Good Soldiers for Scaling Walls.
Among our regiments is the Missouri First, Colonel Frank P. Blair. Three companies are made up of German Turners—the most accomplished of gymnasts. They are sinewy, muscular fellows, with deep chests and well-knit frames. Every man is an athlete. To-day a party, by way of exercise, suddenly formed a human pyramid, and commenced running up, like squirrels, over each other's shoulders, to the high veranda upon the second story of their building. In climbing a wall, they would not require scaling-ladders. There are also two companies from the Far West—old trappers and hunters, who have smelt gunpowder in Indian warfare.
Colonel Blair's dry, epigrammatic humor bewilders some of his visitors. I was sitting in his head-quarters when a St. Louis Secessionist entered. Like nearly all of them, he now pretends to be a Union man, but is very tender on the subject of State Rights, and wonderfully solicitous about the Constitution. He remarked:
"I am a Union man, but I believe in State Rights. I believe a State may dissolve its connection with the Government if it wants to."
"O yes," replied Blair, pulling away at his ugly mustache, "yes, you can go out if you want to. Certainly you can secede. But, my friend, you can't take with you one foot of American soil!"

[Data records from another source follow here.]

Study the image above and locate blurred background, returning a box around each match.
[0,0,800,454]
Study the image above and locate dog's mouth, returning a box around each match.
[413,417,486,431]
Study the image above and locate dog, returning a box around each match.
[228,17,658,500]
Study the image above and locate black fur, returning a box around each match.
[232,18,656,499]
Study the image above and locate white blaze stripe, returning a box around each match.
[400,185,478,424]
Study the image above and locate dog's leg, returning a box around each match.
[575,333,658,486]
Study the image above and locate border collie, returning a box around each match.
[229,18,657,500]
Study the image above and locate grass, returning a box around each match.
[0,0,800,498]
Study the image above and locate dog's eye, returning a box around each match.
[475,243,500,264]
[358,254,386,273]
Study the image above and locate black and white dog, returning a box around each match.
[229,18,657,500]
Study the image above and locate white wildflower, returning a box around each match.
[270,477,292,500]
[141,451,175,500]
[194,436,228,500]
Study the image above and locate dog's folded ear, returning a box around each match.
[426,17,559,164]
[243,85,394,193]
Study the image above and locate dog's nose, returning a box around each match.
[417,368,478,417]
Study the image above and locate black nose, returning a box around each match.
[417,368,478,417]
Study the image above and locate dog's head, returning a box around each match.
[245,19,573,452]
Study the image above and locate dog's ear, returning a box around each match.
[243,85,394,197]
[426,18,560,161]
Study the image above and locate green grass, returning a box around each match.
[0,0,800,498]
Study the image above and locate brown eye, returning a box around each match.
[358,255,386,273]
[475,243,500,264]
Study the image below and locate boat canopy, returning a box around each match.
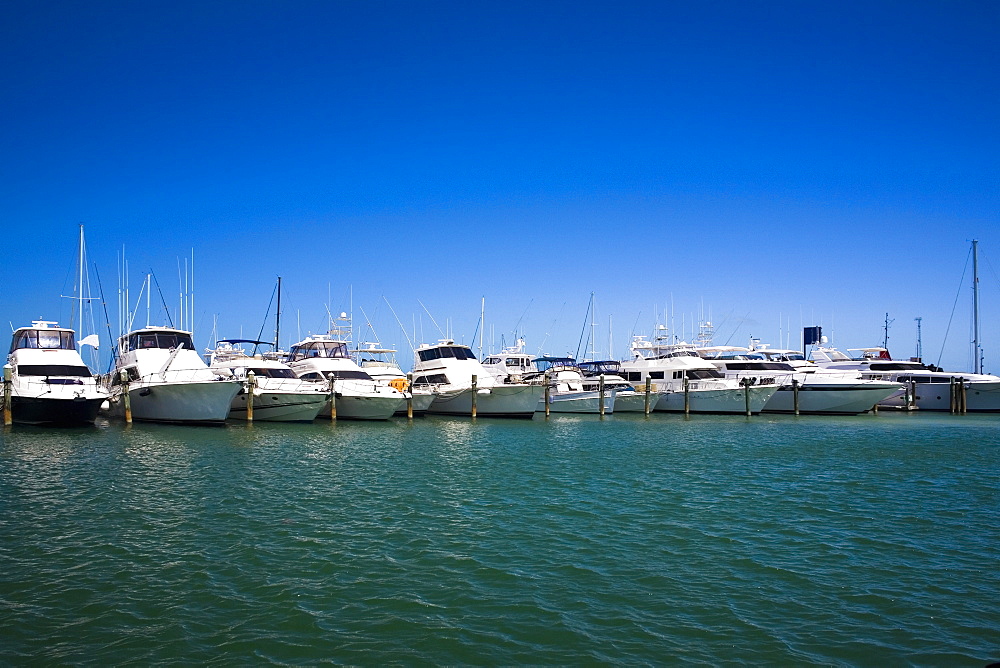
[123,329,194,352]
[579,360,622,376]
[417,345,476,362]
[288,340,351,362]
[532,356,576,373]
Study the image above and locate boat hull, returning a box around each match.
[427,385,544,418]
[395,392,434,415]
[656,385,778,414]
[615,392,661,413]
[229,391,329,422]
[535,390,616,414]
[879,382,1000,413]
[111,380,242,424]
[319,392,406,420]
[10,396,107,425]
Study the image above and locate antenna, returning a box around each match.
[882,313,896,350]
[972,239,983,373]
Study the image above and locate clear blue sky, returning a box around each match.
[0,0,1000,372]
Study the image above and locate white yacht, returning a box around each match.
[577,360,663,413]
[209,339,330,422]
[413,339,544,418]
[698,345,902,415]
[482,339,538,383]
[533,357,627,414]
[288,334,406,420]
[7,320,108,425]
[352,341,434,415]
[621,336,778,413]
[104,327,243,423]
[811,347,1000,413]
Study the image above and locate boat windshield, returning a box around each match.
[17,364,93,378]
[248,367,297,378]
[289,341,350,361]
[326,369,372,380]
[684,369,725,380]
[580,360,622,376]
[10,329,76,352]
[417,346,476,362]
[126,332,194,351]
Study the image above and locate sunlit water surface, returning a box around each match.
[0,413,1000,666]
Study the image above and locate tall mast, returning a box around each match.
[274,276,281,352]
[479,295,486,359]
[972,239,983,373]
[69,223,84,329]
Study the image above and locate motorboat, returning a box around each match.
[5,320,108,425]
[482,339,538,383]
[621,336,778,413]
[209,339,330,422]
[413,339,544,418]
[577,360,663,413]
[288,334,406,420]
[352,341,434,415]
[697,344,902,415]
[810,346,1000,413]
[533,357,616,414]
[103,327,243,424]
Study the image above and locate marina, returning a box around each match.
[0,0,1000,668]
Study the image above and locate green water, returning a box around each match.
[0,413,1000,666]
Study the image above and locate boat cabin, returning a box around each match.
[10,320,76,352]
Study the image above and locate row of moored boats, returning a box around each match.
[4,321,1000,424]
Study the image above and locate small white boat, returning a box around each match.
[413,339,544,418]
[533,357,617,415]
[353,342,434,416]
[209,339,330,422]
[102,327,242,423]
[7,320,108,425]
[698,344,902,415]
[288,334,406,420]
[578,360,663,413]
[621,336,778,414]
[811,347,1000,413]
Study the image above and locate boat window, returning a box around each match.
[413,373,448,385]
[17,364,93,378]
[417,348,441,362]
[868,362,924,371]
[726,362,795,371]
[687,369,724,380]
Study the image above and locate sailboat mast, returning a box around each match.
[69,223,84,329]
[972,239,983,373]
[274,276,281,352]
[479,295,486,359]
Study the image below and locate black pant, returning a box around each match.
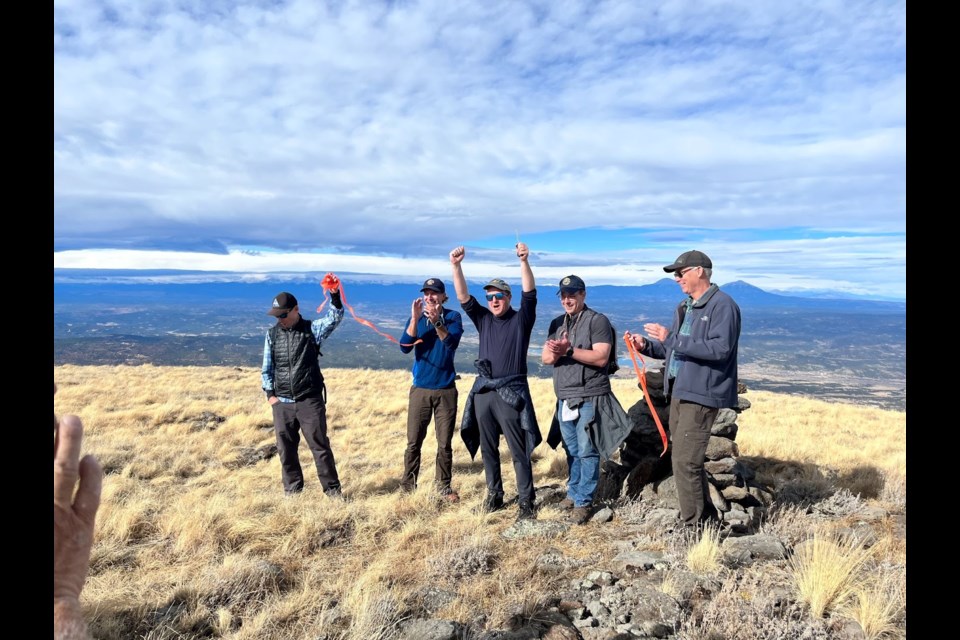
[473,391,534,504]
[670,398,719,525]
[401,387,457,489]
[273,396,340,492]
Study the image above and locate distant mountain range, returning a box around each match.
[54,270,906,409]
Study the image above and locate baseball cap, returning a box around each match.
[557,276,587,296]
[267,291,297,316]
[483,278,513,295]
[663,250,713,273]
[420,278,447,293]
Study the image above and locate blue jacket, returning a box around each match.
[400,309,463,389]
[640,284,740,408]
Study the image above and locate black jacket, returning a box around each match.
[270,318,324,400]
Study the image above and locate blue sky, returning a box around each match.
[54,0,906,299]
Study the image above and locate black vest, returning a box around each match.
[270,318,323,400]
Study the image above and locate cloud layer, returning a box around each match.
[54,0,906,296]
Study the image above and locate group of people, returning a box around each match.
[53,242,740,639]
[262,242,740,527]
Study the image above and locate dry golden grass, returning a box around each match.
[687,527,723,574]
[790,532,871,618]
[54,365,906,640]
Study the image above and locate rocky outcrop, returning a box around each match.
[596,371,773,534]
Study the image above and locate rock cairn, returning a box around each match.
[596,371,773,534]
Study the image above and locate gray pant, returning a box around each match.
[400,387,457,490]
[473,391,535,505]
[670,398,719,525]
[273,396,340,493]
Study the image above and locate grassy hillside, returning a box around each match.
[54,365,906,640]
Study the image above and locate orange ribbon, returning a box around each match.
[317,273,423,347]
[623,336,667,458]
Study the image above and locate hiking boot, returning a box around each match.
[481,495,503,513]
[570,506,593,524]
[517,500,537,522]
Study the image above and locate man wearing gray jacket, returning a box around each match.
[627,251,740,527]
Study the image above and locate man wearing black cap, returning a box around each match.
[627,251,740,526]
[400,278,463,502]
[261,276,343,500]
[450,242,543,520]
[541,275,632,524]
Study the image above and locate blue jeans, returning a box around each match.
[557,400,600,507]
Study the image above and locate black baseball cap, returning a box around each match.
[663,250,713,273]
[420,278,447,293]
[557,276,587,296]
[267,291,297,316]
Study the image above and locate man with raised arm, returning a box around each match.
[450,242,542,520]
[260,281,343,500]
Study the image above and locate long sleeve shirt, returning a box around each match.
[260,304,343,402]
[400,309,463,389]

Missouri and the Slaveholders.
A citizen of Lexington introduced himself, saying:
"I am a loyal man, ready to fight for the Union; but I am pro-slavery—I own niggers."
"Well, sir," replied Blair, with the faintest suggestion of a smile on his plain, grim face, "you have a right to. We don't like negroes very much ourselves. If you do, that's a matter of taste. It is one of your privileges. But if you gentlemen who own negroes attempt to take the State of Missouri out of the Union, in about six months you will be the most ---- niggerless set of individuals that you ever heard of!"